São Paulo is a state in the southeast of Brazil. It is the richest state in Brazil. It has the second highest per-capita income (lower than only the Federal District) and, with the states of Rio Grande do Sul and Santa Catarina, the highest standard of living in Brazil, despite the poverty in some peripheral parts of the largest cities.
São Paulo - The large, rich and cosmopolitan capital of São Paulo, with its large number of museums, theaters, restaurant, malls, offices and annual and international events. It's one of the best cities for business tourism in the world.
Campinas - A large industrial city, second largest city in the state.
Campos do Jordão - A lovely mountain city covered by lots of Brazilian Pines, with a nice climate, European architecture, cobblestone streets, and small shops. The city is famous for its yearly Winter Classical Music Festival
Eldorado Paulista - In the extreme south of the state, has the "Caverna do Diabo" (The Devil's Cave), on of the of the most beautiful caves in Brazil.
The state of São Paulo has an area of approximately 248,800 km² (95,700 mi²), and a population of about 40 million (21.5% of the population of Brazil), which makes it the most populous country subdivision in the Western Hemisphere. The climate of São Paulo is tropical to subtropical, altitude being the largest contributor to what variation there is. The capital, São Paulo, barely outside the tropics in the south of the state and about 800 meters (2,600 feet) above sea level, has daily minimum and maximum averaging about 19°C and 28°C (66°F and 82°F) respectively at the warmest time of year and about 12°C and 22°C (54°F and 72°F) respectively at the coolest time of year. Temperatures reach around 33°C (91°F) on the hottest days and fall as low as 5°C (41°F) on the coldest nights. In the low-lying northwest of the state, temperatures average around 4°C (7°F) higher.

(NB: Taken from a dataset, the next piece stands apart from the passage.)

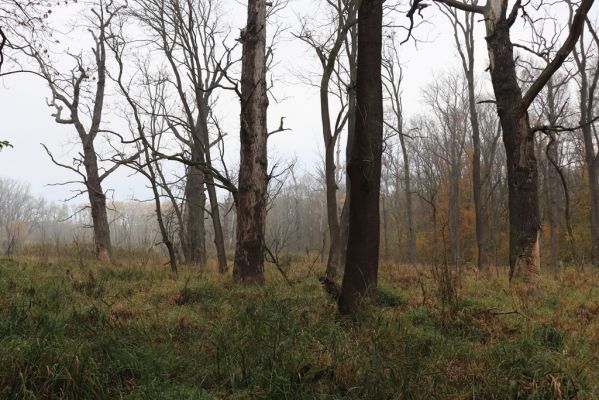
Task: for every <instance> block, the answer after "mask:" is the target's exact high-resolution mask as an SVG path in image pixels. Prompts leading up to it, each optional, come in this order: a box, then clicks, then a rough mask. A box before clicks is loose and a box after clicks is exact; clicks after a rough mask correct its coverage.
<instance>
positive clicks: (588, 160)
mask: <svg viewBox="0 0 599 400" xmlns="http://www.w3.org/2000/svg"><path fill="white" fill-rule="evenodd" d="M576 60H577V62H578V69H579V73H580V76H581V79H580V125H581V126H582V129H581V130H582V137H583V140H584V159H585V165H586V170H587V178H588V182H589V192H590V197H591V212H590V223H591V260H592V262H593V264H594V265H599V158H598V157H597V155H596V153H595V145H594V144H593V127H592V126H591V125H590V124H589V120H591V118H592V112H593V107H594V96H595V93H594V92H595V85H596V83H594V84H593V85H589V81H588V77H587V71H586V60H580V59H579V58H578V57H576ZM591 88H592V89H591Z"/></svg>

São Paulo state is responsible for approximately one-third of Brazilian GDP. Its economy is based on machinery, the automobile and aviation industries, services, financial companies, commerce, textiles, orange growing, sugar cane and coffee production.
Wealth is unequally distributed in the state, however. The richest municipalities are centered around Greater São Paulo (such as Campinas, Jundiai, Paulínia, Americana, Indaiatuba, São José dos Campos, Santos, etc.), as well as a few other more distant nucle, such as around São Carlos and Ribeirão Preto. Some regions, such as Registro and the Bananal region, in the border with Rio de Janeiro, are very poor.
São Paulo has the most diverse population of Brazil. Strong immigration in the late 19th century and early 20th century brought people from all over the world to the state. The main ethnic group in São Paulo are the Italians. There are about 15 million people of Italian descent living in the state, and it is one of the largest concentration of Italians outside Italy.
São Paulo always had a large Portuguese population, since the 16th century, though most Portuguese arrived in the state in the early 20th century. The Spanish population is also large, with some 7 million people of Spanish descent in the state. The Arab population, mainly Christians of Lebanese or Syrian descent are 5 million, and people of German descent are about 3 million.T he population of Afro-Brazilian descent in São Paulo grew in the last decades, due to strong migration of people from northeastern Brazil, which used to concentrated most of them. The people of Asian descent make up 10% of the population, most of them of Japanese descent. São Paulo has the largest Japanese population outside of Japan. Other Asian groups include Chinese and Koreans.
São Paulo is the state with the largest system of transportation in Latin America, comprising roads, railways, fluvial lanes, airports, river and sea ports. The city of São Paulo also boasts of a metro and a suburban railway system.